Reese is a retired athletic director, a veteran honorably discharged in 1976, and, since January of 1990, a member of the Walkerton Town Council. On Tuesday, the town of Walkerton will decide if they send him back for another term.
Reese did not ask for the questions in advance. He answered quickly, in the cadence of a man who has rehearsed nothing because he has not had to.
"The thing that probably drives me the most," he said, "is being a team leader to our great councils, a servant leader, a leader that helps other people out."
Walkerton is a town of roughly 2,000 people in St. Joseph County. It has a single high school, John Glenn, named for the astronaut and senator. It has a downtown, a few churches, and, increasingly over the last decade, a list of new public spaces: a library, a community center, a Veterans Park, a splash pad, and pickleball courts. According to Reese, those projects and others have been built with roughly $60 million in grants and private donations.
"Since I've been in office," he said, "Our team (Town Council, Town Administrator, Clerk-Treasurer) have learned how to find grants and donations and to do a lot of different projects for our town without costing the taxpayer any money at all."
Some of those grants come from the State of Indiana. The Community Crossings Matching Grant Program, administered by the state's Department of Transportation, funds local road and bridge work on an 80-20 match for towns of Walkerton's size.
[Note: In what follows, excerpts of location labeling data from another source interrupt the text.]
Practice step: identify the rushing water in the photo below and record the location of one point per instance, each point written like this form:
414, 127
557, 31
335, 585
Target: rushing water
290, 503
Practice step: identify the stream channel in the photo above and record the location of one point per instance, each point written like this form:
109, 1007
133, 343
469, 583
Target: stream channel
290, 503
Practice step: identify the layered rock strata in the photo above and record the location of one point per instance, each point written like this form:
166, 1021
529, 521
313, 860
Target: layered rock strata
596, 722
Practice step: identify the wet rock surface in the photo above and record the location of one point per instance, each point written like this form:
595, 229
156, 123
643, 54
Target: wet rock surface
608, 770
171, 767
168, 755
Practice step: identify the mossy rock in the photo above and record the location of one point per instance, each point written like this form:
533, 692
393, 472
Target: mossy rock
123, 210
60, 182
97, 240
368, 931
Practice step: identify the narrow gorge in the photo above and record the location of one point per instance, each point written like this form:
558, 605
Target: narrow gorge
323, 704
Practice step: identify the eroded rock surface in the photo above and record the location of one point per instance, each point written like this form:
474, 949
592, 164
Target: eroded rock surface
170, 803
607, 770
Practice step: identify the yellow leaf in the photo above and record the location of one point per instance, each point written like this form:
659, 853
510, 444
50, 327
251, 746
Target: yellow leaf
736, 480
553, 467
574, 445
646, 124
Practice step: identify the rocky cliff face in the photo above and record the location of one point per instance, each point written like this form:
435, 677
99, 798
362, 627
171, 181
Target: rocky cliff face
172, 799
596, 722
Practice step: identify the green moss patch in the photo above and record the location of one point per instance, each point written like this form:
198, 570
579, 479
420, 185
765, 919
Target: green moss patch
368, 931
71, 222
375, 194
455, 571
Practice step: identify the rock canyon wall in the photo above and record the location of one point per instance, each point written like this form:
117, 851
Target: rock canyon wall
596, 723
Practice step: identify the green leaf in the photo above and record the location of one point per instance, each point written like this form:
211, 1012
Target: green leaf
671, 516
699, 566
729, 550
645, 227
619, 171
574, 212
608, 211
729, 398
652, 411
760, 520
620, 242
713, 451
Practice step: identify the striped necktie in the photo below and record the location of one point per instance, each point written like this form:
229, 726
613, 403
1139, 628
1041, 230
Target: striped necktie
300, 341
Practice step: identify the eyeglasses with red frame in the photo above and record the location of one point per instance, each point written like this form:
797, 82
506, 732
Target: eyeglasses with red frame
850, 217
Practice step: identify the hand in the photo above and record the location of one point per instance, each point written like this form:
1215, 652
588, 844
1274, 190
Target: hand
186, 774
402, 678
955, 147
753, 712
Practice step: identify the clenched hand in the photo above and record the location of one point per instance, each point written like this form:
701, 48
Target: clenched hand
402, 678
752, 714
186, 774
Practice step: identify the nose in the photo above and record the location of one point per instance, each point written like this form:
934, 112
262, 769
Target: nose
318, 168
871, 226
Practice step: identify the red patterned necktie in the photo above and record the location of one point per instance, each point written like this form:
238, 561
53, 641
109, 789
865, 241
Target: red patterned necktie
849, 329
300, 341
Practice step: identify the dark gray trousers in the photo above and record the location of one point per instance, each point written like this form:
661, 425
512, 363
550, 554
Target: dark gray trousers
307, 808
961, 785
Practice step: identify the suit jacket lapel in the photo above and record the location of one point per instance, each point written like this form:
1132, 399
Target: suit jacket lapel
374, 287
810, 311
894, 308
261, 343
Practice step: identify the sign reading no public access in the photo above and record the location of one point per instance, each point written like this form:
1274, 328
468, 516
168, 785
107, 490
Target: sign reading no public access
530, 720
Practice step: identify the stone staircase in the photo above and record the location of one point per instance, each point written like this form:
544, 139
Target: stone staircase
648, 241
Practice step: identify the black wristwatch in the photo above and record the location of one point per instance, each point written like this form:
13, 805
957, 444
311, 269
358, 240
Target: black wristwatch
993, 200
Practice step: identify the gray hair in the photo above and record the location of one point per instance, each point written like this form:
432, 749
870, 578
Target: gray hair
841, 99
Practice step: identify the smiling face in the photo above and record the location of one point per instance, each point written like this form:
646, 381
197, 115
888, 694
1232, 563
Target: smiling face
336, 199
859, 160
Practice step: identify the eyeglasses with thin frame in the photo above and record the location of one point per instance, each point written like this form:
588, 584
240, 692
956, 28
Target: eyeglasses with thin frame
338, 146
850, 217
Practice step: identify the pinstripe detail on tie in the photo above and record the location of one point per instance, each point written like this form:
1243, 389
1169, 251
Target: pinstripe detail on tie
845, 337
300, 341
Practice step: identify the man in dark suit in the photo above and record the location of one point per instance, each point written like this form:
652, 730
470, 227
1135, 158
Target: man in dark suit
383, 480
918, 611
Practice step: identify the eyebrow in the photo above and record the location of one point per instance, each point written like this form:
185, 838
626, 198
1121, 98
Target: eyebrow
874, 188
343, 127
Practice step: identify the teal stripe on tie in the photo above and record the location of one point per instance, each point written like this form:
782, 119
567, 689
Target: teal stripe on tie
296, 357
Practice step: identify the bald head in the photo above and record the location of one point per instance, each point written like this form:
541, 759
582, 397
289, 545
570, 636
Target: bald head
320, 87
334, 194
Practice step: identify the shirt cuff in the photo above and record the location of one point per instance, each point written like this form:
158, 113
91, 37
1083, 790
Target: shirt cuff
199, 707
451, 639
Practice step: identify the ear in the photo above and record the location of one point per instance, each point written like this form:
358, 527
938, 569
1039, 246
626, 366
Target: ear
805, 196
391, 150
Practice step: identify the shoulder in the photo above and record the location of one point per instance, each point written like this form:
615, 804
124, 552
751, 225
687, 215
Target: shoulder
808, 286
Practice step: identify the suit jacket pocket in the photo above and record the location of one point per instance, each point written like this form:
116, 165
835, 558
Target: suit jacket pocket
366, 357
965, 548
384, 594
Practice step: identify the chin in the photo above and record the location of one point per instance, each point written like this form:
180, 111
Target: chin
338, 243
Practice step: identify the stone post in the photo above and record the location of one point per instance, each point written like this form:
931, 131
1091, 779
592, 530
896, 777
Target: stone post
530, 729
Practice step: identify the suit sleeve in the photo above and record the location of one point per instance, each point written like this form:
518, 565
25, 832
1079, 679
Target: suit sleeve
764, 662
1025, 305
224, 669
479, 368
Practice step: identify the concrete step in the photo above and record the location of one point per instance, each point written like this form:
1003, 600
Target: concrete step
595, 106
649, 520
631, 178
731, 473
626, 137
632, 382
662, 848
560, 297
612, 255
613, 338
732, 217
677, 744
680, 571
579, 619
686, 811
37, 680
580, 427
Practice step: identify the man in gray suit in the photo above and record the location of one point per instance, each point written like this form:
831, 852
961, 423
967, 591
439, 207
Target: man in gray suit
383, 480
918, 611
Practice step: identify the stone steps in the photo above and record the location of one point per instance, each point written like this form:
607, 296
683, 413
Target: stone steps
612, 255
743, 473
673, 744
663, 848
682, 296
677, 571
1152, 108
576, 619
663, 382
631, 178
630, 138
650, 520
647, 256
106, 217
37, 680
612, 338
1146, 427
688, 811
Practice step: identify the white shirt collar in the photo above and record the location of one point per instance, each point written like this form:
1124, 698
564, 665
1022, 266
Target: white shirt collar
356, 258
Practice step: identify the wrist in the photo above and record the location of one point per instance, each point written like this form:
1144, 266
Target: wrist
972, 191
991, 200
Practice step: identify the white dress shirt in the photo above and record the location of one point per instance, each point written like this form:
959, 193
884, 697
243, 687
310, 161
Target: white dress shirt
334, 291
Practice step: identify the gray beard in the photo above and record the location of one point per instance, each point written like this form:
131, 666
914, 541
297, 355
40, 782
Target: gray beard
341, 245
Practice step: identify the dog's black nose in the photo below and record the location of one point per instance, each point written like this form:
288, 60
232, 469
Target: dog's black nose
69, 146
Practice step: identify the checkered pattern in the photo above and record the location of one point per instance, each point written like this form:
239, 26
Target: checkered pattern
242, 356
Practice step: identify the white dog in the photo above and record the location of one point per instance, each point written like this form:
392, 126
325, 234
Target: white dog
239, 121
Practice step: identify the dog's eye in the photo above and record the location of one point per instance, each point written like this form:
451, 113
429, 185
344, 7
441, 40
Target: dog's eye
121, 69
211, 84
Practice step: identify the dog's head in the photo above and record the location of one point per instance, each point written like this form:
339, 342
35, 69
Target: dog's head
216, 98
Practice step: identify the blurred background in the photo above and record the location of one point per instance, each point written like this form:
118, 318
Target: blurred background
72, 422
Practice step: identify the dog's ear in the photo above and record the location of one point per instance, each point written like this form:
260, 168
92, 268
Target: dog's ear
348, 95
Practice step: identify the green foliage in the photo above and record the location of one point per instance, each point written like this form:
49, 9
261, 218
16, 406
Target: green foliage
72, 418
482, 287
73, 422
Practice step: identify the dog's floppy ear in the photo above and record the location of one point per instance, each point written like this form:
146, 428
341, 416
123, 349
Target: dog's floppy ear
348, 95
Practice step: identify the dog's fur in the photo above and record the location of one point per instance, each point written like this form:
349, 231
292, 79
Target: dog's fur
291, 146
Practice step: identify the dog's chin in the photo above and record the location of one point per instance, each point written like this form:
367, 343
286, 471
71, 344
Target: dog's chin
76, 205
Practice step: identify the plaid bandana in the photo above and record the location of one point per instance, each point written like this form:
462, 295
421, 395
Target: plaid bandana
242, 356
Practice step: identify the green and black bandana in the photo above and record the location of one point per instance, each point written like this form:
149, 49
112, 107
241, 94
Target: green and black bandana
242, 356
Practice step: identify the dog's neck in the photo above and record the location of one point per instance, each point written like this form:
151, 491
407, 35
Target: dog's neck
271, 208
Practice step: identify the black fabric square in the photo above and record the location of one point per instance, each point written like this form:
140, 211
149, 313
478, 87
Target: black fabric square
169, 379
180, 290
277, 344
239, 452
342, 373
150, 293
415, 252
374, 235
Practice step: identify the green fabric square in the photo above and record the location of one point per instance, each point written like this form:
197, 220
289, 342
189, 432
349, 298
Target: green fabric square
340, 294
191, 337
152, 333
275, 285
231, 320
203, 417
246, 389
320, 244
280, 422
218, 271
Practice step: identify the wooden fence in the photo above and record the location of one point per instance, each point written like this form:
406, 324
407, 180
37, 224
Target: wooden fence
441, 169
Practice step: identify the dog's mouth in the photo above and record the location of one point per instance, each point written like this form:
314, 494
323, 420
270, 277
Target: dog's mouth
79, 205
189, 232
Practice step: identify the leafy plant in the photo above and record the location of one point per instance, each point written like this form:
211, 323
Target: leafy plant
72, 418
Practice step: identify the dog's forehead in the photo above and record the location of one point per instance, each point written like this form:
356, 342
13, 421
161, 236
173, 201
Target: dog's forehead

It is the kind of money that pays for the sidewalk extension to John Glenn High School that Reese says he wants to see finished in his next term. But most of the donations, though, come from one family.
"We have one tremendously generous family in the town of Walkerton, which is the Hiler family," Reese said. "They have been responsible for helping us build a new library, the community center, the pickleball courts, and some things at the park."
The Hilers, he explained, have ties to Walkerton through John Glenn High School and through Hiler Industries, a longtime local business. He described them as "very strong supporters of the town of Walkerton in a lot of different ways."
The relationship between a small town and a generous family is the kind of arrangement that does not explain itself easily in campaign brochures, and yet it is, in many small American towns, how things actually get built. State grants reward the prepared. Our Town Administrator has to know where to look, how to write the application, and how to keep the town's paperwork clean enough that the next award is easier to win. Major private donations require something harder: years of trust, kept relationships, a council willing to steward the money in a way that makes the next gift easier to ask for. Most of what Walkerton has built in the Reese era exists because someone made the call, followed through, then made the next call.
When asked which of the projects he is proudest of, Reese named two.
The first was the Veterans Park, dedicated in 2021. "I'm a veteran, and I got honorably discharged in 1976," he said, "I'm a strong proponent of our military and a strong proponent of our country."
The second was the community center, which opened last year. He talked about it less as a building than as a use. "It gives an opportunity for people now to have different kinds of occasions, whether it be a graduation or a reunion or a family get-together, Christmas, Thanksgiving," he said. "It gives people in Walkerton a place to go where they can have their families come in and fellowship together."
If voters return him to the council Tuesday, two priorities sit at the top of his list. The sidewalk to the school is one. The other is a new building for the Christian Community Food Pantry, which Reese said the council is helping plan. The construction, he said, will be funded entirely through grants and pantry money.
When asked what he wanted residents to know about him that wasn't on a yard sign, Reese paused and came back to where he started.
"It's way beyond politics. It's people. It's trying to help the people in Walkerton to have better communities and better places, things that they can do with their families. Just having things in town that is going to make their lives better."